Le nord du Nigeria est en proie à une spirale infernale de rapts, avec un bilan alarmant : plus de 1100 personnes enlevées en l’espace d’un an, selon une alerte urgente d’Amnesty International.

Un cycle de violence et de terreur

L’organisation de défense des droits humains dénonce des pratiques barbares : torture, privation de nourriture, amputations, viols… Les victimes sont soumises à des conditions inhumaines, forcées souvent de témoigner ou de commettre des atrocités. Cette situation, qualifiée d’« inadmissible » par le directeur de AI en Nigeria, Isa Sanusi, constitue une violation flagrante des obligations internationales.

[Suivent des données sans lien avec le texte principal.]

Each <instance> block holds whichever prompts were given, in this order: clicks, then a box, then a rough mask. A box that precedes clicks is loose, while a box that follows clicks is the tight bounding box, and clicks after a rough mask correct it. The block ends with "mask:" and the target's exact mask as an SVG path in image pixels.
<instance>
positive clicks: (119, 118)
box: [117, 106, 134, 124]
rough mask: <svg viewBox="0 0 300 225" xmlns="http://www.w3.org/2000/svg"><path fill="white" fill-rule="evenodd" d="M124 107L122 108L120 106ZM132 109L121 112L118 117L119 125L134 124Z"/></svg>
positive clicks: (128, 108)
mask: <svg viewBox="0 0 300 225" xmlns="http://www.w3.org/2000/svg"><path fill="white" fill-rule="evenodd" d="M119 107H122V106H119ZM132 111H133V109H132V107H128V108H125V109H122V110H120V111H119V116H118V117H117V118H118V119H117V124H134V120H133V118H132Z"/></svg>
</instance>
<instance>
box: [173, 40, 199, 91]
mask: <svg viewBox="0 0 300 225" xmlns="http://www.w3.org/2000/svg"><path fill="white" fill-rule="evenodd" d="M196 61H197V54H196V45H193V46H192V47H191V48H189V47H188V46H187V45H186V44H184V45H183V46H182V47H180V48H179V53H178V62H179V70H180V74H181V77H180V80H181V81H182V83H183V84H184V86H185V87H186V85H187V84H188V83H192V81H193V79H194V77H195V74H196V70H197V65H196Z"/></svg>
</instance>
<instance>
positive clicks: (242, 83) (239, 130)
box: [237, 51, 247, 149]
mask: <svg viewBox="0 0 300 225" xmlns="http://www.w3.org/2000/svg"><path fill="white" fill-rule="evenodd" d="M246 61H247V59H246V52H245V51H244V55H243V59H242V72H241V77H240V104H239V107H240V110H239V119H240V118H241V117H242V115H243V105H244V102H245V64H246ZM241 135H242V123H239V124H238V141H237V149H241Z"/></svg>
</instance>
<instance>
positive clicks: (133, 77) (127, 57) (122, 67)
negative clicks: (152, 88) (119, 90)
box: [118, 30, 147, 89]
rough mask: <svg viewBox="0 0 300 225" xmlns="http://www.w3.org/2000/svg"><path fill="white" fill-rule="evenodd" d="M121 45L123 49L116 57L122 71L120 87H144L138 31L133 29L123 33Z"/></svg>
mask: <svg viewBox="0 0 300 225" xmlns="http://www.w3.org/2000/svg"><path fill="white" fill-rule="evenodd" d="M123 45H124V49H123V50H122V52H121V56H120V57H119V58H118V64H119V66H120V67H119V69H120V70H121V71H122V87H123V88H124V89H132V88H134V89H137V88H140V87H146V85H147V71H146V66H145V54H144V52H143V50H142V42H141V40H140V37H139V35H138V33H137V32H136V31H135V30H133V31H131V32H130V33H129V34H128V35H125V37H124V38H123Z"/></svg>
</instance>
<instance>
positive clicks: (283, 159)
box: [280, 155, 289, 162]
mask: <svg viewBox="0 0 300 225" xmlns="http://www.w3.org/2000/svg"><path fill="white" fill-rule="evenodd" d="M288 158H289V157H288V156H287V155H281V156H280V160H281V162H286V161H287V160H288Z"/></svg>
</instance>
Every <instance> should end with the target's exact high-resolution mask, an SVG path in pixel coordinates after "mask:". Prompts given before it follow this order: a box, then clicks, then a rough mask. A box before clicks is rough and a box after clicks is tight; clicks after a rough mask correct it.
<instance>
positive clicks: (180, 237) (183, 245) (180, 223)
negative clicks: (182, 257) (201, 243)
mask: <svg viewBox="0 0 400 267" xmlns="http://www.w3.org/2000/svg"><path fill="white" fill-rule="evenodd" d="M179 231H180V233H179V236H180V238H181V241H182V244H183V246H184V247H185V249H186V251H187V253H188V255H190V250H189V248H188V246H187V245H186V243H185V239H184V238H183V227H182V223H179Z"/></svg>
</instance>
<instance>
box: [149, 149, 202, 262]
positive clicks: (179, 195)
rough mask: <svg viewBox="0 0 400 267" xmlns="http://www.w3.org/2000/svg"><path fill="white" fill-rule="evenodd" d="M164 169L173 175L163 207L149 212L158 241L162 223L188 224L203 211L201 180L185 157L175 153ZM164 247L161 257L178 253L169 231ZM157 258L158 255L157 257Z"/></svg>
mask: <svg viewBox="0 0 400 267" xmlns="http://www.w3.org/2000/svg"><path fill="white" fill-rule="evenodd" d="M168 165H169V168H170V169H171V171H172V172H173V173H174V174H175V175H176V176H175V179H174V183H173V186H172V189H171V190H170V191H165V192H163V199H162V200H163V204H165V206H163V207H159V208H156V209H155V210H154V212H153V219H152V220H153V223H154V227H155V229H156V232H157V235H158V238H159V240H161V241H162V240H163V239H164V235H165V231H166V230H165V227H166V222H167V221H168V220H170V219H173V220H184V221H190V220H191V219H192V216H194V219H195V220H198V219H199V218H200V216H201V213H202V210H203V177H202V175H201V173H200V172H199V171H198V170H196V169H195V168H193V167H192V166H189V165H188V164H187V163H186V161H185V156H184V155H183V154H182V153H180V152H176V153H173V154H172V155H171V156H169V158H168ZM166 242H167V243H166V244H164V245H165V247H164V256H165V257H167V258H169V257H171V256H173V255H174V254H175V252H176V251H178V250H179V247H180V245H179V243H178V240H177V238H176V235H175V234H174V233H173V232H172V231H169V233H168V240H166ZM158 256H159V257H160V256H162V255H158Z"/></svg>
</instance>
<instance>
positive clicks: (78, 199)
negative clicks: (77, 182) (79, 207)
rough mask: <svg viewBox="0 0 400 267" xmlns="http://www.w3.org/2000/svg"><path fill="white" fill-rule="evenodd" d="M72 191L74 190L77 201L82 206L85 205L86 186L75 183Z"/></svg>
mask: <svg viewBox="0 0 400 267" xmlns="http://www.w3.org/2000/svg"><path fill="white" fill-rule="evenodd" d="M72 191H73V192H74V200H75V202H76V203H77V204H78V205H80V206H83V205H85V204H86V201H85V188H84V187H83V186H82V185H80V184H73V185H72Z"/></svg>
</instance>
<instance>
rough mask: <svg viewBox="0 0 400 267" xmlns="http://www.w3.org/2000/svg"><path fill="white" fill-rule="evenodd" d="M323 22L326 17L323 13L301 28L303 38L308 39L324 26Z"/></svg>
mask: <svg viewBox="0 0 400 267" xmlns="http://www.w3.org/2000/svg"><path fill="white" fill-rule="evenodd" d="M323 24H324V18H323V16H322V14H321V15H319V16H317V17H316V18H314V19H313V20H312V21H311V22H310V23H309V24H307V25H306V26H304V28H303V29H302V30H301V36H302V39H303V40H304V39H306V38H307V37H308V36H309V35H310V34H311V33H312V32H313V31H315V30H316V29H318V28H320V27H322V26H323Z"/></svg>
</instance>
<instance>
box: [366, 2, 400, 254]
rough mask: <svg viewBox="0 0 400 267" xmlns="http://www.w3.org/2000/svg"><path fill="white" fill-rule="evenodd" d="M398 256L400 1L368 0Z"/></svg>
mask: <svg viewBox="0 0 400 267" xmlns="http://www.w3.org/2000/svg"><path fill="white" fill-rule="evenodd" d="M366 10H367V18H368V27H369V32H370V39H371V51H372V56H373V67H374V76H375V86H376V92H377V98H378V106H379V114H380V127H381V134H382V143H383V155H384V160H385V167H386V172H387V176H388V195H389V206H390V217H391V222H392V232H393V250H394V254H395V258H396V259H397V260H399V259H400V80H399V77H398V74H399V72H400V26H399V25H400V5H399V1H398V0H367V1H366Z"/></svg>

Des chiffres qui maquillent la réalité

Des chiffres qui maquillent la réalité

Les estimations des enlèvements par les groupes armés sont souvent sous-déclarées, dissimulant l’ampleur réelle de la menace. Au-delà des enlèvements proprement dits, les massacres et les pillages sont monnaie courante, plongeant les communautés entières dans la misère. Les familles, souvent réduites à la misère, doivent vendre tout ce qu’elles possèdent pour tenter de libérer leurs proches.

Un enjeu majeur pour la stabilité du pays

Cette crise, alimentée par la présence persistante de groupes jihadistes tels que Boko Haram et leurs succursales, l’État islamique de l’Afrique de l’Ouest (ISWAP), menace de paralyser l’économie et de déstabiliser davantage une région déjà fragilisée. L’abandon de la sécurité par les autorités constitue un impératif catégorique.

L'éducation en péril

Le climat de peur généré par ces enlèvements pousse des milliers d’enfants, et particulièrement les filles, à abandonner la scolarité. Certaines sont contraintes de se marier prématurément, une tragédie humaine qui prive l’avenir d’une génération. Il est impératif d’agir, et vite.

Une lutte complexe et multidimensionnelle

La situation est exacerbée par la présence de « bandits » dans le nord-ouest du pays, liés, selon certaines sources, à l’État islamique de l’Afrique du Sahel (ISSP). La complexité de ce conflit, avec ses multiples acteurs et ses ramifications régionales, exige une approche globale et coordonnée. La situation est loin d’être sous contrôle.